From Home Assistant, we can then hook up whatever automations we want to toggle auto_speed_enabled on or off.

For instance: I created a entity_fieldenclosureswest_fanautospeed entity label that is assigned to the auto_speed_enabled switches on the fans in, well, the Western Field Enclosures where this is relevant. If the solar power input is over 80W for 5 minutes and the battery state of charge is over 58%, we can enable the fan speed control:

alias: "FieldEnclosuresWest Solar: Enable fan auto-speed control - solar input"
description: >-
  Enable auto-speed control in FieldEnclosuresWest on sufficient solar input power
triggers:
  - trigger: numeric_state
    entity_id:
      - sensor.few_solar_monitor_panel_power
    for:
      hours: 0
      minutes: 5
      seconds: 0
    above: 80
conditions:
  - condition: numeric_state
    entity_id: sensor.few_solar_monitor_battery_level
    above: 58
actions:
  - action: switch.turn_on
    metadata: {}
    data: {}
    target:
      label_id: entity_fieldenclosureswest_fanautospeed
mode: single

Similarly, we can disable auto fan speed control and stop the fans if:

• Solar power input is less than 70W for more than 20 minutes
• Battery state is less than 99%
• It's after noon

alias: "FieldEnclosuresWest Solar: Stop fans and auto-speed control - solar input"
description: >-
  Stop fans and disable auto-speed control in FieldEnclosuresWest when solar
  power dips
triggers:
  - trigger: numeric_state
    entity_id:
      - sensor.few_solar_monitor_panel_power
    for:
      hours: 0
      minutes: 20
      seconds: 0
    below: 70
conditions:
  - condition: numeric_state
    entity_id: sensor.few_solar_monitor_battery_level
    below: 99
  - condition: state
    entity_id: sun.sun
    attribute: rising
    state: false
actions:
  - action: switch.turn_off
    metadata: {}
    data: {}
    target:
      label_id: entity_fieldenclosureswest_fanautospeed
  - action: number.set_value
    metadata: {}
    data:
      value: "0"
    target:
      label_id: entity_fieldenclosureswest_fanspeed
mode: single

Those extra conditions are from my own experimentation to weed out situations where the solar input drops because the batteries are full (>99%) and also to shave off possible twitchiness first thing in the morning.

The specifics are not really the point here, but rather just indicating that more complex interactions with other entities from Home Assistant can be brought into the mix, ultimately just toggling whether or not the automatic fan speed control should be active but delegating the actual logic of determining and setting the fan speed itself to the ESP controller directly.

Push button manual override

But, we still need to ensure the system doesn't clobber the user's own decision to push the physical button to set the fan speed. The last thing I want when I tell the machine "do this please" is for the machine to accept that only to then rebutt with "nu-uh!" just a few seconds later.

When we press the physical button to set the fan speed directly, we need a "manual override" to stick around for a while and stop the smart machine from doing something we don't want.
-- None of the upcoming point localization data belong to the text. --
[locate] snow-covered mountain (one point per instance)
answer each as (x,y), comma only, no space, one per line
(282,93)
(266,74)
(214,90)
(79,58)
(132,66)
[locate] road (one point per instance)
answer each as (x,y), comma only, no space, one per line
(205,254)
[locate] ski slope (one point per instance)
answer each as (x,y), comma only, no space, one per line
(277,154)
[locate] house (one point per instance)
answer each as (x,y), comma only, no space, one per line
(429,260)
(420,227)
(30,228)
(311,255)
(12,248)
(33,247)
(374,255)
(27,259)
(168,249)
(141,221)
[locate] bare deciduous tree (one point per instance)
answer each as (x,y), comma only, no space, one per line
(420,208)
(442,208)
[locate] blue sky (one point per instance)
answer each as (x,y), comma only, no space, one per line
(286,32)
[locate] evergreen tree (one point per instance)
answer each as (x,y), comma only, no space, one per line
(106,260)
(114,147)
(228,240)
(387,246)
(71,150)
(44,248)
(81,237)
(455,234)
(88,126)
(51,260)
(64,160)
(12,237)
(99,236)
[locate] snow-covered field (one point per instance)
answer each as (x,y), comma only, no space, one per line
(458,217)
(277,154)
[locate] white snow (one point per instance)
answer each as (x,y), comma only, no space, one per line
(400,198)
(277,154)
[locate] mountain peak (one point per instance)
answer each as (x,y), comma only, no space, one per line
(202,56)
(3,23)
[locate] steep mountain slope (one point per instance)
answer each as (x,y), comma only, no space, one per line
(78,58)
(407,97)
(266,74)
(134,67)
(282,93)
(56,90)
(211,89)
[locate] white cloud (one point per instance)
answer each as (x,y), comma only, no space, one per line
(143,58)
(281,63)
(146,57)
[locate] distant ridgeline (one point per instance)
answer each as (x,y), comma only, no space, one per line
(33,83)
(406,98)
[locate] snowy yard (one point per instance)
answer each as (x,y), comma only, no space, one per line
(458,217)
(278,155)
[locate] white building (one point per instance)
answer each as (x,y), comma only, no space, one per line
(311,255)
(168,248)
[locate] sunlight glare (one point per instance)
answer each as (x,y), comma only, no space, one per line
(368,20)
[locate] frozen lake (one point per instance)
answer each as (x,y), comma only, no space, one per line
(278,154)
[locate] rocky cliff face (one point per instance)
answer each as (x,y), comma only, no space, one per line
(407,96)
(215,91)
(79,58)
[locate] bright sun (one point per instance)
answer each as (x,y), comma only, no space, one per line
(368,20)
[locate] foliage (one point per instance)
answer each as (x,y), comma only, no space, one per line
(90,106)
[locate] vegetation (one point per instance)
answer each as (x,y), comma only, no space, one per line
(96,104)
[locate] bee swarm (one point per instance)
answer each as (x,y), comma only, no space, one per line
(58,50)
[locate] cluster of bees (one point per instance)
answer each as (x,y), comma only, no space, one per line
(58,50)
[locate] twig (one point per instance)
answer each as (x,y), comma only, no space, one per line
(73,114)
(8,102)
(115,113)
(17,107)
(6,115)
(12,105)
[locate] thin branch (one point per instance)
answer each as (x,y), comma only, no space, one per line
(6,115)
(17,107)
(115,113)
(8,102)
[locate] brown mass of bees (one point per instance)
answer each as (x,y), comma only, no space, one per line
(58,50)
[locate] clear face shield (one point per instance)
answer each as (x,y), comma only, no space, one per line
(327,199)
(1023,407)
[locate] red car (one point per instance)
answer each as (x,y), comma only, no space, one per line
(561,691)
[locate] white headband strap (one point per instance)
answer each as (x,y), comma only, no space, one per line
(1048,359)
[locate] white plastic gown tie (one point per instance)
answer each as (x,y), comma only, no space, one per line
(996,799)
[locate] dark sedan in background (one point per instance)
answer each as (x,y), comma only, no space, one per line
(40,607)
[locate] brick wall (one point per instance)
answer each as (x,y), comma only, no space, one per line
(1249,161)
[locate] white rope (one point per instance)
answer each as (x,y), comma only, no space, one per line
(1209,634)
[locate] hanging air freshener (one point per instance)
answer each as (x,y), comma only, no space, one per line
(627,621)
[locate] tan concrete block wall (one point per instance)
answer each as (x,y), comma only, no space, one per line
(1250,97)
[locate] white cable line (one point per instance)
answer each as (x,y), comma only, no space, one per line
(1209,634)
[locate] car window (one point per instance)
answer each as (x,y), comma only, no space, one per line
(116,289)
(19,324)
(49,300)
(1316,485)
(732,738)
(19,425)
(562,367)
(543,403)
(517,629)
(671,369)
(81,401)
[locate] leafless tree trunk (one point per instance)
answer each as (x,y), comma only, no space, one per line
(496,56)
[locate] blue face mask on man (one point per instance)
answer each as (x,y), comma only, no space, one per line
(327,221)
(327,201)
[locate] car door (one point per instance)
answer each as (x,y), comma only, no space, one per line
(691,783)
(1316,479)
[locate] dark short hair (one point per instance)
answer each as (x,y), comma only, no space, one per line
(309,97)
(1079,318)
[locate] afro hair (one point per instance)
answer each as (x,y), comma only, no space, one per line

The first thought would be that we just take our auto_speed_enabled switch from above and turn that off. But, that doesn't quite work.
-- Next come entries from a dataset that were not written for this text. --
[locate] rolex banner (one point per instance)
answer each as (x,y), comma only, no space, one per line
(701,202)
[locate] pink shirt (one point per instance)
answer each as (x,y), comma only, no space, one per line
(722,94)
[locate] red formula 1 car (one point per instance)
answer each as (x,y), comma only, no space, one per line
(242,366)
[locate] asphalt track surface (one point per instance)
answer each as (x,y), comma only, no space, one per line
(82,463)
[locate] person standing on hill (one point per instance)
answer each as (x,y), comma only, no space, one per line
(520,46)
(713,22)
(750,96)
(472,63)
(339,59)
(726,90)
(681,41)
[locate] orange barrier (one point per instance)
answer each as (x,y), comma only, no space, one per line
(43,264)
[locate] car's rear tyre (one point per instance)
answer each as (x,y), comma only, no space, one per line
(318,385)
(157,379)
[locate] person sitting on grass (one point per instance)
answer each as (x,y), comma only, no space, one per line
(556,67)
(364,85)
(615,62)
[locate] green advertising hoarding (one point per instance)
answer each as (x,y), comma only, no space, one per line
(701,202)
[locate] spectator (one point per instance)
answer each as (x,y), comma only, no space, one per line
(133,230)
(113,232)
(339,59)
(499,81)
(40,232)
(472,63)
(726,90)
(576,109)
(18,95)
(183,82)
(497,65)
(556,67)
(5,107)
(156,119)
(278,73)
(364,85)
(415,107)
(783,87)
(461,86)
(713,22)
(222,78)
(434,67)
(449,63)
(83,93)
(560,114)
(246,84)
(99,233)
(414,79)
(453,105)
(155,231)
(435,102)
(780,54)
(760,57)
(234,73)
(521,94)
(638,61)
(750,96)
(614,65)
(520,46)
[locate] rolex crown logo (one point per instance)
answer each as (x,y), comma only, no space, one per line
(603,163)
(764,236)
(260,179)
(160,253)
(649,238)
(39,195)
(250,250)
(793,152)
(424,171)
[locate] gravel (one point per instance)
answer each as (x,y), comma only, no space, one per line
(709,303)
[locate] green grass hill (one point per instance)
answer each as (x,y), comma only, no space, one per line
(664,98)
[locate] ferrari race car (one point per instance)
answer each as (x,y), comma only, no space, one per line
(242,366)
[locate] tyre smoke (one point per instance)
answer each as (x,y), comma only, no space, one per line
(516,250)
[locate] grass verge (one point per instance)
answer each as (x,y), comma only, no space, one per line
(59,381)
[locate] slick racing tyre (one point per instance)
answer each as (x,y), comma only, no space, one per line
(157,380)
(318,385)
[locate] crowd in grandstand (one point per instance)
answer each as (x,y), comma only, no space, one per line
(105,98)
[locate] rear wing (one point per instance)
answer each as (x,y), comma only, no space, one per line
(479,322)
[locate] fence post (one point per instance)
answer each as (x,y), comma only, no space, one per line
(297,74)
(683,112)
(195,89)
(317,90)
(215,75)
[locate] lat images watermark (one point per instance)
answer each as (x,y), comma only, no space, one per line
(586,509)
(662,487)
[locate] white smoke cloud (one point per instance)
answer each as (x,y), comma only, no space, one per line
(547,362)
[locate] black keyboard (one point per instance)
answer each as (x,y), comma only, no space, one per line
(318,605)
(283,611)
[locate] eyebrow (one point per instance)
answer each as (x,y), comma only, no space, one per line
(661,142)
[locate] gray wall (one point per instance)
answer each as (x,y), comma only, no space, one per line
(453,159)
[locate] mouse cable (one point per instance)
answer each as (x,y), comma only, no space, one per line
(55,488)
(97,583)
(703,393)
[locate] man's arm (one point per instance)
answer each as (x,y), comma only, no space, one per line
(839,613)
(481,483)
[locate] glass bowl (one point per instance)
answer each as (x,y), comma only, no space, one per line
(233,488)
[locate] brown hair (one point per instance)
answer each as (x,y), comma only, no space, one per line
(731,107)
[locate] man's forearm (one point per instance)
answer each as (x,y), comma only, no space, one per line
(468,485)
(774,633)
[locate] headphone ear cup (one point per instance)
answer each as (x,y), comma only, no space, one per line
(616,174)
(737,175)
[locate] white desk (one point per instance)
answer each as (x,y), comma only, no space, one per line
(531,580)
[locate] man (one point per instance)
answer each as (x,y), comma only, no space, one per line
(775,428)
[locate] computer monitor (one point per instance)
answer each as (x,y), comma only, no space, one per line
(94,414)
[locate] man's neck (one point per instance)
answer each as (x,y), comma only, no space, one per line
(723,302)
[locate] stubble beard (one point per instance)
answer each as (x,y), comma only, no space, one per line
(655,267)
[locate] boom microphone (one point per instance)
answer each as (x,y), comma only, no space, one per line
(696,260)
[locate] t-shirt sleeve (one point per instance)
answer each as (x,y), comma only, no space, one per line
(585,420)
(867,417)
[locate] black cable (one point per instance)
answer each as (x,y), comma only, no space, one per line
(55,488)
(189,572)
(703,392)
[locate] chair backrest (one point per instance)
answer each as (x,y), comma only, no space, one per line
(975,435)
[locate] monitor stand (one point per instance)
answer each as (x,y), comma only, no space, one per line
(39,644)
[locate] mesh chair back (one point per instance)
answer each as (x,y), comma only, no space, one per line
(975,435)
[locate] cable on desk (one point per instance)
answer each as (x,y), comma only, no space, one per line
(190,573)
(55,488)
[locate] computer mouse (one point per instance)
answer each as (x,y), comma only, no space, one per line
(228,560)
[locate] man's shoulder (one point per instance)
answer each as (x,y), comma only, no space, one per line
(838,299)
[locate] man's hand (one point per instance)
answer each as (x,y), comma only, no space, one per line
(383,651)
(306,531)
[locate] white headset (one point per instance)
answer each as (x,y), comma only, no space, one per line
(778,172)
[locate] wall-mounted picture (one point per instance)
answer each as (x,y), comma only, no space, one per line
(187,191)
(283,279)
For one, any automations that we set through Home Assistant could very well turn auto_speed_enabled back on at any time; we'd have to somehow stop or counter that. But also: even if Home Assistant doesn't turn auto_speed_enabled back on against our wishes, doesn't mean that it would then later re-enable auto_speed_enabled when we do want our manual override to expire.

Ultimately, this is because we would effectively be overloading auto_speed_enabled to mean two different things:

1. Whether or not our Home Assistant automations think the fan speed controls should be enabled based on specific conditions and events
2. Whether the user wants to explicitly override the fan speed for a fixed period of time

To solve this we create...another switch! 😆

Lines 177-182:

switch:
  # ...
  - platform: template
    name: Manual Override
    id: manual_override_enabled
    device_class: switch
    entity_category: "config"
    optimistic: True

Nothing fancy here. Similar to auto_speed_enabled, we're just setting a simple Template Switch that will be referenced elsewhere.

First, it is hooked into our physical button. We touched on the basics in the push button installation section, but here cover more of the details for lines 102-132.

binary_sensor:
  - platform: gpio
    name: Button Sensor
    id: button1_sensor
    pin:
      number: 27
      inverted: True
      mode:
        input: True
        pullup: True
    filters:
      - delayed_on_off: 10ms

    on_press:
      then:
        - button.press: btn_fanspeed
        - switch.turn_on: manual_override_enabled
        - lambda: |-
            char str[21];
            const time_t oneHourInSec = 3600;
            time_t delayTime = id(hass_time).now().timestamp + oneHourInSec;
            auto call = id(manual_override_reset_time).make_call();
            strftime(str, sizeof(str), "%H:%M:%S", localtime(&delayTime));
            call.set_time(str);
            call.perform();

    on_click:
      min_length: 200ms
      max_length: 2000ms
      then:
        - switch.turn_off: manual_override_enabled

Before, we basically got up to pressing the fan speed button (id btn_fanspeed). At the most basic, we now add also turn on the manual_override_enabled switch when someone presses the button. Easy enough so far.

We also add a long press option to explicitly turn off the manual override, via the on_click event.

For the actual logic in this, I'm going to chaet and just point over to my User-configurable delays post as that covers the logic in this in full detail, rather than just writing it all out again!

The last bit we add is another Template Switch. This may start to become overkill, but gives a fairly easy "out" for whether we want the user override to be permanent or whether we want the override to get reverted. From lines 184-190:

switch:
  # ...
  - platform: template
    name: Auto revert manual override
    id: manual_override_auto_revert
    device_class: switch
    entity_category: "config"
    optimistic: True
    restore_mode: RESTORE_DEFAULT_ON

This is included in the conditions for our manual_override_reset_time reset switch from the User-configurable delays post. When this switch is on (and we do suggest it is restored to ON after a reset), then a manual override is reverted when we hit the manual_override_reset_time. If it is off, then the automatic timer piece is left inactive and the user must explicitly turn off the override.

Are we done?

Yes, finally!

An initial "v1" of the 3-speed pull chain fan made "smart"

We took a simple "dumb" pull-string fan and:

1. Added smart controls and integrated it with Home Assistant
2. Added local logic to set the fan speed based on the reading from a local temperature sensor
3. Allows the user to set the temperature thresholds for the fan speeds via Home Assistant
4. Allows automations from Home Assistant to enable or disable the automatic temperature-based fan speed controls to respond to other environmental factors
5. Allows the user to manually set the fan speed with a regular push button
6. Stops the automatic fan speed controls when the user sets the fan speed explicitly through the push button
7. Sets a user-configurable delay to re-enable automatic temperature-based controls
8. Also allows the user to set the manual override to never automatically expire

...all with about $50 worth of hardware on top of the fan!

All of the code for this is up on Codeberg in my esphome-configs repo, and I definitely do encourage you again to check out 3ative's Ultimate Fan Project v4.0 as a key guide.